In the 10 years or so since its inception the commission has overturned, or taken steps leading to the overturning of, more than 200 wrongful convictions. And with results being achieved in a relatively short time frame. No more extended marathons like the Bain saga has been here - a decade and a half ...

Scotland followed suit in 1999. Again, as with the the first commission the Scottish commission has been a success. And a happy byproduct of the success of both has been the removal of some of the heat from controversial matters and the removal of pressures from judges and politicians.

The Scottish review commission experience has additional value for New Zealand, I suggest. With an approximately similar population to ours and with similar court systems and crime and punishment rates to ours, Scotland's commission reviewing about 120 cases a year costs about $3.5 million annually.

Relatively cheap, particularly when put alongside the cumulative Bain costs of trials and appeals.

The similarities between systems include this. Our criminal court appellate structure, as with the Britain's and Scotland's, is not designed to be able to identify and rectify these miscarriages.

The appeal courts are quite constrained, by legislation, as to how they can look at and deal with contested criminal convictions. The appeal courts scrutinise the trial which has taken place to see, first, if the trial proceeded fairly and in accordance with due process and, secondly, to check to see if the trial judge had made any errors of law in trial rulings (eg as to admissibility of evidence) or in the summing-up to the jury.

The appellate review process, if it can be called a review, is quite constrained and narrow.
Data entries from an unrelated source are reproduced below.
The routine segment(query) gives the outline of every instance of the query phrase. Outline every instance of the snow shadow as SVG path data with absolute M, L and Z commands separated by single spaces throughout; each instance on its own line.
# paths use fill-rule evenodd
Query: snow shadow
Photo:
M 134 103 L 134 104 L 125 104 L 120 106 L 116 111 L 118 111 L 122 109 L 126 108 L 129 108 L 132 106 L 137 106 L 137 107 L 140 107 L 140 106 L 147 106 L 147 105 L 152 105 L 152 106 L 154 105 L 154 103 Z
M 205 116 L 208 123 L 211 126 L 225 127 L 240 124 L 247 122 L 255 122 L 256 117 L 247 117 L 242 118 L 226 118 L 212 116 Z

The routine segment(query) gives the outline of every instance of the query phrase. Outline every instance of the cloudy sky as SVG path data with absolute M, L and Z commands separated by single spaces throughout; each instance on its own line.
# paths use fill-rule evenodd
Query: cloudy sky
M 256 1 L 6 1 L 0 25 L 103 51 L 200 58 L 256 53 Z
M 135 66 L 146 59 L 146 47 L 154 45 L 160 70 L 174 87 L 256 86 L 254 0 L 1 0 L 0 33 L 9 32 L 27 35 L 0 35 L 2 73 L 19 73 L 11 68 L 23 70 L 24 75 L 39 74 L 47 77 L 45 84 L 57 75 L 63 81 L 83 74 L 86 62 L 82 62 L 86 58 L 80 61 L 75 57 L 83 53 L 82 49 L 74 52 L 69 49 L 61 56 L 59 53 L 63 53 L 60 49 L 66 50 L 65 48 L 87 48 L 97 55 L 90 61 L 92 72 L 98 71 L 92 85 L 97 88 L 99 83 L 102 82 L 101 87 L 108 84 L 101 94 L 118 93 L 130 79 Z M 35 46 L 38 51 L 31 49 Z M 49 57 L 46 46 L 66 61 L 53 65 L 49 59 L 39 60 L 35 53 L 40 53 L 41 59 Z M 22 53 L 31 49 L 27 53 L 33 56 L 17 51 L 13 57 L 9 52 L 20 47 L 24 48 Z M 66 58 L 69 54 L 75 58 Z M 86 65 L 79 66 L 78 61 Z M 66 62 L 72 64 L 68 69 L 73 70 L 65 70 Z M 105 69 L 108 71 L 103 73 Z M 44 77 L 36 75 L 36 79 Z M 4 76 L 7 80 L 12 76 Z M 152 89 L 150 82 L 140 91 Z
There is no wide-ranging inquiry as to whether a miscarriage may have occurred.

In the now infamous Peter Ellis case, when the appellant tried to widen the argument in the Court of Appeal to look at how and why the complaints had originated and then how they had been recorded, and as to how the prosecution had been allowed to narrow its case to just the complaints and complainants that the Crown thought most credible, the court rejected that attempt by saying that it was not a commission of inquiry with the wide powers of such a commission.

The court said that only the Government could create such a commission to scrutinise the matters which Ellis was raising. Well, successive Governments, of various stripes, have ignored repeated pleas for such a one-off commission.

Which takes me back to Bain and the placed-to-one-side Thorp proposal of a permanent commission to properly, quickly, and cheaply (the latter two, comparative expressions) review and resolve, one way or the other, claimed miscarriages of justice.

In my view there is a need for us to establish a permanent body, a New Zealand Criminal Cases Review Commission which has the duty and the full powers to investigate thoroughly such claimed miscarriages.

I add this thought. My own experience in the criminal lists over more than four decades lead me to the view that Sir Thomas Thorp's estimate of 20 persons wrongly locked up, is a conservative figure.

Thus my immediate response to media when asked for some "wrap-up" comments on the Bain trial after the recent verdict - that that case had underlined the need to revisit, and soon, the Thorp review commission idea.

* Nigel Hampton is a Queen's Counsel.